The cost-effectiveness of RA-vNOTES is a crucial consideration in the decision-making process for hospitals and surgeons. Compared to laparoscopic surgery, the total expenses of robot-assisted surgery were $2189 to $6685 more per case [ 36 , 37 ]. Despite the significantly higher burden of comorbidities in patients undergoing robotic surgery compared to laparoscopy, robotic surgery offers several advantages. It is particularly beneficial for patients with conditions such as diabetes, hypertension, cardiovascular disease, renal disease, obesity, morbid obesity, and pulmonary disease. Additionally, robotic surgery is associated with shorter hospital stays [ 37 ].
When compared to robot-assisted multiport surgery, the total expenses of robot-assisted single-site surgery were $1864 less per case [ 38 ]. RA-vNOTES is a type of robot-assisted single-site surgery that may cost less than robot-assisted multi-port surgery. Additionally, the robot enabled our group to perform more complex surgeries in our study, such as endometriosis excision in 65% of patients, a procedure that is typically thought of as difficult and challenging with traditional laparoscopic surgery. With the aforementioned, if a benign gynecologist is considering robot-assisted laparoscopic surgery for a patient, RA-vNOTES should also be considered as a viable option for achieving “incisionless surgery”. There is a need for further research to compare the cost of RA-vNOTES with traditional vNOTES or robot-assisted single-site surgery.

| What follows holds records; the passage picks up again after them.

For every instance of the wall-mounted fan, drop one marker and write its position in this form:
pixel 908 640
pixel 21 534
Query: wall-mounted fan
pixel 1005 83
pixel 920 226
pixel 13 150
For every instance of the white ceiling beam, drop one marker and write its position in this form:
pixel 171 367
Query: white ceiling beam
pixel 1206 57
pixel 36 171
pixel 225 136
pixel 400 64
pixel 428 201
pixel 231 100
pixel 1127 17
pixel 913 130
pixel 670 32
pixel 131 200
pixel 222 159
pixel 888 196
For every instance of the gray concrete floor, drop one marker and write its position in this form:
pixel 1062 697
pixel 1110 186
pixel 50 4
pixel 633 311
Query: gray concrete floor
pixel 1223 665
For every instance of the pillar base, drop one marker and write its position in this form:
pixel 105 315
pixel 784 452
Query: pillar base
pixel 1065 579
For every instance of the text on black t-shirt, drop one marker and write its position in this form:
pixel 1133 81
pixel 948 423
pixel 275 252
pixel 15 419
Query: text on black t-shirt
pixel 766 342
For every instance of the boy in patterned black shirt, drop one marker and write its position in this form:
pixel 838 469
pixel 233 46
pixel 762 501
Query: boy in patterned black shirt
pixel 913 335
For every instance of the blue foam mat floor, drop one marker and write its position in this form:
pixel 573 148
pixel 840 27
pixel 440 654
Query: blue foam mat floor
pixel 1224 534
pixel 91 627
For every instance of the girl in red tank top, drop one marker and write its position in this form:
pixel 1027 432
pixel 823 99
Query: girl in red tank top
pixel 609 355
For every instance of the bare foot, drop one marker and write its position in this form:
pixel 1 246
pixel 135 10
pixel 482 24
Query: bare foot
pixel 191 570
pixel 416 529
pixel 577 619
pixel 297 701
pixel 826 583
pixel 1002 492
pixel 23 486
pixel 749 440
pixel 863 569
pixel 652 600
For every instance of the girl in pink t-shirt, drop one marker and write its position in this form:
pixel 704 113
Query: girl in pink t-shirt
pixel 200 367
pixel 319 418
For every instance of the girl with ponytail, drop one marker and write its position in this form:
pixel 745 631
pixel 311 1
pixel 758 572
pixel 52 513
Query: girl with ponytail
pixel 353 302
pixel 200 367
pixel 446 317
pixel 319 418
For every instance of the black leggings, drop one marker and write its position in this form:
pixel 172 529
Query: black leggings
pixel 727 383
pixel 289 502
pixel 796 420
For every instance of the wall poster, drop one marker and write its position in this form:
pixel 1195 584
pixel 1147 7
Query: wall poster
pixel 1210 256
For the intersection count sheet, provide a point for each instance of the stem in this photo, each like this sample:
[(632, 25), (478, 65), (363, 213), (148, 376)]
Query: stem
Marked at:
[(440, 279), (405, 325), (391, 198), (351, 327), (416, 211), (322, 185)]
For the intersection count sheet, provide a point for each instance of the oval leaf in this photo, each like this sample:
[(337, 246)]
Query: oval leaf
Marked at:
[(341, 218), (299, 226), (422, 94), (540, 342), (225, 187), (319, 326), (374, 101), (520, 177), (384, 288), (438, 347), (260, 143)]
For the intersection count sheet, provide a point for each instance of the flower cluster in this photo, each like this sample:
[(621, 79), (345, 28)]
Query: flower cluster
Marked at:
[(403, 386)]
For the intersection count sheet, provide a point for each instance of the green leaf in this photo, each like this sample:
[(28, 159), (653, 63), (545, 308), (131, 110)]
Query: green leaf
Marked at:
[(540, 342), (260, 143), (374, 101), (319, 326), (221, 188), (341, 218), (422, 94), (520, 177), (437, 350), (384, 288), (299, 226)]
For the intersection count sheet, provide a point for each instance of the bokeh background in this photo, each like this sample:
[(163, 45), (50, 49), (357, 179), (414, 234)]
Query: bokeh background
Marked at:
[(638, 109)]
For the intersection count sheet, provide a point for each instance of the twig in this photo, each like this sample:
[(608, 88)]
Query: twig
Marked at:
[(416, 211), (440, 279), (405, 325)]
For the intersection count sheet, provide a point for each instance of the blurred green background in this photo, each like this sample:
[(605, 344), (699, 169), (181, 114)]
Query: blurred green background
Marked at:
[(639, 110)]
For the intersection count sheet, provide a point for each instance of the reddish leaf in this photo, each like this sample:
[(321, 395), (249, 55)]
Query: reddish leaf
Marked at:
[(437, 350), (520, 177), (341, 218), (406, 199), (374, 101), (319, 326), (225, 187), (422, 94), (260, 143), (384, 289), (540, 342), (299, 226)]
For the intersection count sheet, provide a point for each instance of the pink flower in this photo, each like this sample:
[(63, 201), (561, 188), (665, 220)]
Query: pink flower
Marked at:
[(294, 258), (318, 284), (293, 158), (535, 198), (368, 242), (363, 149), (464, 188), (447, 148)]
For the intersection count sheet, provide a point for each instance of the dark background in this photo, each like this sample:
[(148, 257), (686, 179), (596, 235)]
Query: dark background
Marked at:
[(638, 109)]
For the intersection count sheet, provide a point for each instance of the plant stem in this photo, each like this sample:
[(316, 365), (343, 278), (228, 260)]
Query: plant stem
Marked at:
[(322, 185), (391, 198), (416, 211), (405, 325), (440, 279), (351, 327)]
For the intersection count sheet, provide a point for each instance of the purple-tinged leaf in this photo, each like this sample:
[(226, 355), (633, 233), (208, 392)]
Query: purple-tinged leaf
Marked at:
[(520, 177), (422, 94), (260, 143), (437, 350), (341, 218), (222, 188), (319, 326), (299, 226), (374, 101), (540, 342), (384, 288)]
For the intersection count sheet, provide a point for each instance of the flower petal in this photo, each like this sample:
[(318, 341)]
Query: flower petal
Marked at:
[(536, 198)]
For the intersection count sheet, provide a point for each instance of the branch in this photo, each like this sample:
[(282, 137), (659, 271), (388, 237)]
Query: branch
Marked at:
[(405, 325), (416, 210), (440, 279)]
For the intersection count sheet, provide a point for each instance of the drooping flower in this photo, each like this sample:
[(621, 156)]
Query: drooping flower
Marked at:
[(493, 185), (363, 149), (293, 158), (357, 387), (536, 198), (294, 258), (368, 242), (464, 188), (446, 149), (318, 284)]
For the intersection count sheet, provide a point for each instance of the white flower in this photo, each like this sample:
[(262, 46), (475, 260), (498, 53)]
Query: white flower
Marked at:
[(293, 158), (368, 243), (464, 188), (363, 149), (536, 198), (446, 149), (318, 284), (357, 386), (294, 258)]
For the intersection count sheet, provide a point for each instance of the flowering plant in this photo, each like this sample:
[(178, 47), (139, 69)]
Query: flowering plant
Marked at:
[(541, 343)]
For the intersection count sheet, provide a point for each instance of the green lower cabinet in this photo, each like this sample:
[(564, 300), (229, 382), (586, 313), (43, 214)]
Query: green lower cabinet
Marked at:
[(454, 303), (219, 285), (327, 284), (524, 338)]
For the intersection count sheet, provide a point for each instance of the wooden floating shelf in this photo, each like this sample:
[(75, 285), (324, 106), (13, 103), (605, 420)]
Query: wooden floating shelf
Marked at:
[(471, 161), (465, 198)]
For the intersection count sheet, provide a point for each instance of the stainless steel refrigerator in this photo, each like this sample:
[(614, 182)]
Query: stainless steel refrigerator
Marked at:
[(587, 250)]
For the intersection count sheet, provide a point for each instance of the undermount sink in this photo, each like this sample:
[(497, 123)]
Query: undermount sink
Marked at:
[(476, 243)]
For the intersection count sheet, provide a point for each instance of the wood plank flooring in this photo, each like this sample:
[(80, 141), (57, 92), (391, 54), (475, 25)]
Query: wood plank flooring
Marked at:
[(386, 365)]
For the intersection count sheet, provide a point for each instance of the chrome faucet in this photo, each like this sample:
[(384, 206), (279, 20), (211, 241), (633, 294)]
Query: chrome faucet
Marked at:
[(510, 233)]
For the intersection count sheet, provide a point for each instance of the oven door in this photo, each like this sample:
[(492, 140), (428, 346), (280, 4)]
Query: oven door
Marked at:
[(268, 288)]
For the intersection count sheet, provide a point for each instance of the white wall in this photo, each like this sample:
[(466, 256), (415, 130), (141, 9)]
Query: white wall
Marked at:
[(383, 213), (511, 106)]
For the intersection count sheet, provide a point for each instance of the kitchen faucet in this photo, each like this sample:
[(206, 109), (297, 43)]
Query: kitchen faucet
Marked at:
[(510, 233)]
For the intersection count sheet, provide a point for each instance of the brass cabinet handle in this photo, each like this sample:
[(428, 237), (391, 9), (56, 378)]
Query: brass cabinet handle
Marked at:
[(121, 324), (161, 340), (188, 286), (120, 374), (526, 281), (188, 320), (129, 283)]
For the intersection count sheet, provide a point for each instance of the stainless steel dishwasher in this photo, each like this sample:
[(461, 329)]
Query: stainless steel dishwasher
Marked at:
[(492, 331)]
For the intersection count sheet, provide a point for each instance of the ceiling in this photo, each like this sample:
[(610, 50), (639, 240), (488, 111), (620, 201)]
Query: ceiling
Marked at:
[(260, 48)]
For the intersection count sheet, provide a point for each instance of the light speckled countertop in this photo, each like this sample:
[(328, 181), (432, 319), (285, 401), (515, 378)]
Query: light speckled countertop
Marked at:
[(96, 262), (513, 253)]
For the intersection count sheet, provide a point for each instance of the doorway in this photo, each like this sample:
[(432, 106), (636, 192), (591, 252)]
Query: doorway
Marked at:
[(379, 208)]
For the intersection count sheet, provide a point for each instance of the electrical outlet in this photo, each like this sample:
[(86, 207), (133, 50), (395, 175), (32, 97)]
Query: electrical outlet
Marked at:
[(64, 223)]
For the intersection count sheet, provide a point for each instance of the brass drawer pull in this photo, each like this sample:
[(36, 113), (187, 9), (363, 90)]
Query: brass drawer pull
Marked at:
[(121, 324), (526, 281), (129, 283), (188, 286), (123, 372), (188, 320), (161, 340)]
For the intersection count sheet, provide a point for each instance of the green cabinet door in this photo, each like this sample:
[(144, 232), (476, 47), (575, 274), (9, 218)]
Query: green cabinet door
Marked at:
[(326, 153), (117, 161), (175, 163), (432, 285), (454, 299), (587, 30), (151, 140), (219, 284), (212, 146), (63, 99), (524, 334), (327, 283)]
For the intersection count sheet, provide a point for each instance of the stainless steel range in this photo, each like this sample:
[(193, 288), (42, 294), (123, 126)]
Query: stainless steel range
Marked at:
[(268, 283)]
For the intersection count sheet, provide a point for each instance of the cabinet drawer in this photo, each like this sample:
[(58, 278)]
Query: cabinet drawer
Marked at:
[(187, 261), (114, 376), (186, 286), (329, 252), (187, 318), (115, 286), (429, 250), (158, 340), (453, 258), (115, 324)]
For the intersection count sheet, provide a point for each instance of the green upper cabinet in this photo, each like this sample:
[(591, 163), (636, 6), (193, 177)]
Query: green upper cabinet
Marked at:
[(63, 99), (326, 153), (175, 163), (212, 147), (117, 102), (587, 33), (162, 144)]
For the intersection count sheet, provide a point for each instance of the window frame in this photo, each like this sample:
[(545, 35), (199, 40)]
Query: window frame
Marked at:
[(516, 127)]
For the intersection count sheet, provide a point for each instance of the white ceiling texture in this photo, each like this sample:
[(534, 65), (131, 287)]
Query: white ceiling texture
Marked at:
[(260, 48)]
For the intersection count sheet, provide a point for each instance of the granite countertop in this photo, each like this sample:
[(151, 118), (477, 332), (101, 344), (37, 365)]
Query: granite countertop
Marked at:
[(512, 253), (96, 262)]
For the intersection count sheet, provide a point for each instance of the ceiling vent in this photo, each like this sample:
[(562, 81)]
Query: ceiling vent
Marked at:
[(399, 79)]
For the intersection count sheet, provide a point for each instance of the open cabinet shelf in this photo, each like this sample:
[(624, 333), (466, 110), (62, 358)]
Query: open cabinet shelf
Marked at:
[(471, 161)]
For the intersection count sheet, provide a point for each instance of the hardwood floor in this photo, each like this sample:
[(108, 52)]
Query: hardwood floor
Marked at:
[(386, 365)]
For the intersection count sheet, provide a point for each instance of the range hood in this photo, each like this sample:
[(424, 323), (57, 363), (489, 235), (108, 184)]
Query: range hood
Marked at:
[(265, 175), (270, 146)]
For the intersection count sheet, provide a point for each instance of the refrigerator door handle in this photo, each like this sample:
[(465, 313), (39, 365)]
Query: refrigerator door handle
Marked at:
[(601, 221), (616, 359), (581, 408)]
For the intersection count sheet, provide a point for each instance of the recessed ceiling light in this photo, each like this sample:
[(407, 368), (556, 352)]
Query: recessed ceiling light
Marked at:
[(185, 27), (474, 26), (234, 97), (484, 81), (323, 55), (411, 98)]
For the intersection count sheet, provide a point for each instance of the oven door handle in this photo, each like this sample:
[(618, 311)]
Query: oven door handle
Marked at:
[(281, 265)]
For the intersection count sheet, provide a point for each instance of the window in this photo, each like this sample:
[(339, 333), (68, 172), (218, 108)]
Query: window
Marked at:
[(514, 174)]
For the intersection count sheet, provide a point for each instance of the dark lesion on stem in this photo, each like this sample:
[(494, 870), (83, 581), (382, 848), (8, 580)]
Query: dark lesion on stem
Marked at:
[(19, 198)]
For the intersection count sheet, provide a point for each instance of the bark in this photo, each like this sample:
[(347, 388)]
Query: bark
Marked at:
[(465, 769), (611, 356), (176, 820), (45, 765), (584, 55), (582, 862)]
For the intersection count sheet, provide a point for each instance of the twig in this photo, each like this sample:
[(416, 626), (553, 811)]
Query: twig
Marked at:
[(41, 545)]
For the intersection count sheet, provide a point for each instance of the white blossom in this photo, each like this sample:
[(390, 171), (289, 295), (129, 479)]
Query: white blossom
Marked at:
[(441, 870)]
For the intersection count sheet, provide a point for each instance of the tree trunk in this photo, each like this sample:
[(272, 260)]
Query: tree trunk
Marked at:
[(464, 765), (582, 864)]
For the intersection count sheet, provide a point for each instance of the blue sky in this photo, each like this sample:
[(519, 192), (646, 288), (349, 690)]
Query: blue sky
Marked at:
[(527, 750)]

The strengths of this study are the generalizability of the protocol and robotic platform for a myriad of procedures. Through the experience of one surgeon, progressively more challenging and complex procedures were planned. Additionally, the large sample size in our series allows for patterns to develop in complication rates, protocolization, and confidence in procedures performed. However, the limitations of this study must be acknowledged. First, the retrospective nature of the study introduces potential biases in data collection and analysis. Second, its single-center cohort observational design lacked a control group. Third, all procedures were performed by a single highly experienced surgeon, which may limit the generalizability of the findings. Additional research is necessary in a multi-center context with an expanded sample size to confirm and generalize these findings.
Conclusions
Our data suggests that RA-vNOTES is a feasible surgical approach in expert hands for a variety of gynecologic diseases. As technology continues to evolve, RA-vNOTES is likely to become an increasingly integral part of gynecologic surgery, with the potential to improve patient care and expand the possibilities of minimally invasive procedures.